Self-Directed Traditional IRA

What is a Traditional IRA and When Is it My Best Bet for Retirement?

In researching the best options for the retirement accounts that will help you build a retirement nest egg; you will inevitably come across this thing known as a Traditional IRA. But what is it exactly, and why is it considered “traditional” as opposed to Roth? And what separates an IRA from a 401(k)? Let’s look at what you can do with a Traditional IRA and how to contrast these accounts with other strategies you might come across.

Defining the Traditional IRA

A Traditional IRA is a straightforward retirement arrangement. The IRS defines it simply as “a way to save for retirement that gives you tax advantages.” You contribute money to this account, and it grows tax-deferred, allowing you to stack as much money as possible over the course of a lifetime.
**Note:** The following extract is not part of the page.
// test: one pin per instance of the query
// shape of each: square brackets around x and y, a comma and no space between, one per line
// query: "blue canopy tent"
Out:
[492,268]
But let’s get into the specifics of how this arrangement works and why you might want to use one:

  • The common IRA, a pretax Traditional IRA, allows you to make retirement contributions now and deduct those contributions when you file your taxes. This is a great advantage for someone with a slim margin in their budget, but who still want to make retirement contributions for their long-term benefit.
  • It’s also possible to make “nondeductible contributions” to a Traditional IRA, but keep in mind that this is not the same as an arrangement in which you contribute to a Roth IRA—in which qualified distributions will be tax-free. If you expect to have a higher tax rate in retirement than you do now, it’s usually recommended that you sign up for a Roth IRA.

Because of the structure of the Traditional IRA, it’s a great independent option for people who are making enough money now that they expect that they might be in a similar tax bracket in the future, when they take the distributions from the IRA.
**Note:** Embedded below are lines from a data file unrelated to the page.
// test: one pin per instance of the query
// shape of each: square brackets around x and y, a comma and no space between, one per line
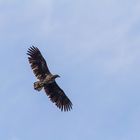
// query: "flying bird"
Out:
[46,80]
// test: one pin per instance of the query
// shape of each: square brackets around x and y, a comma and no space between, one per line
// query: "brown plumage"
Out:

Contribution Limits within a Traditional IRA

For many people, the question is simple: how much can you contribute to a retirement account? While there may be other features to consider, this is one of the most important—especially for someone with plenty of income to spare and not a lot of money in retirement accounts.
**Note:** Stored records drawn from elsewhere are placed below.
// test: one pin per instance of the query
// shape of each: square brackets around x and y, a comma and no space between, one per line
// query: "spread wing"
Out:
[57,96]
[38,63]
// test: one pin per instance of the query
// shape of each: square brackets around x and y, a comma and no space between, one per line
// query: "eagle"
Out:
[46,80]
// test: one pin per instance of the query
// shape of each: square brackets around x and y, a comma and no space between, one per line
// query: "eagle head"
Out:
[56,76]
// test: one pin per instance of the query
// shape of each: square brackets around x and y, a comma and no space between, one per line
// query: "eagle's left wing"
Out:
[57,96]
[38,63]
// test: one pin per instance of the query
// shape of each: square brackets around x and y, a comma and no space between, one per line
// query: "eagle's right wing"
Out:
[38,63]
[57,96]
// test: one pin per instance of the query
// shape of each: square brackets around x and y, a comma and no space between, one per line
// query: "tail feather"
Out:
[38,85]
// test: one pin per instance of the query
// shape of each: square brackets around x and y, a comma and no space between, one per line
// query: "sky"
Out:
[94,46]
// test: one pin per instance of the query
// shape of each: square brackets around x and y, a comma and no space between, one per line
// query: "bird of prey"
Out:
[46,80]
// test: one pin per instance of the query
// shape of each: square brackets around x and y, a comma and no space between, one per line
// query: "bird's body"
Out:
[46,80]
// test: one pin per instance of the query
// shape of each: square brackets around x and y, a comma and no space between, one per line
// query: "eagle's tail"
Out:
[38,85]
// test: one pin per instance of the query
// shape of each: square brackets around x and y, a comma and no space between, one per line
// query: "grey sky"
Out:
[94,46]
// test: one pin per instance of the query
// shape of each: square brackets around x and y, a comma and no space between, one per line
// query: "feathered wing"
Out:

A Traditional IRA features contribution limits of $6,000 in 2019, and $7,000 if you are age 50 or older. That includes total contributions to all IRAs, however, which is why it will be important to choose either a Roth IRA or a Traditional IRA—there’s usually no benefit to having both. In addition, a IRA will no longer allow contributions in the year you’ve made it to the age of 70 ½ or older.

When Can You Withdraw from a Traditional IRA?

Let’s say that you plan on retiring early. How soon can you start taking money out of your IRA to help supplement your retirement income? The current age is 59 ½, at which point you can withdraw funds from your Traditional IRA without additional restrictions. However, these will be subject to ordinary income taxes. In addition, once you reach the age of 70 ½, you will start having to take out Required Minimum Distributions (RMDs) rather than continue to let the account grow as-is.

Using Traditional IRAs, investors can use this money towards nontraditional assets, including real estate, precious metals, and even tax liens. But it helps to have a thorough understanding of accounts like the Traditional IRA before getting started with a new retirement plan, especially if self-directing your own accounts.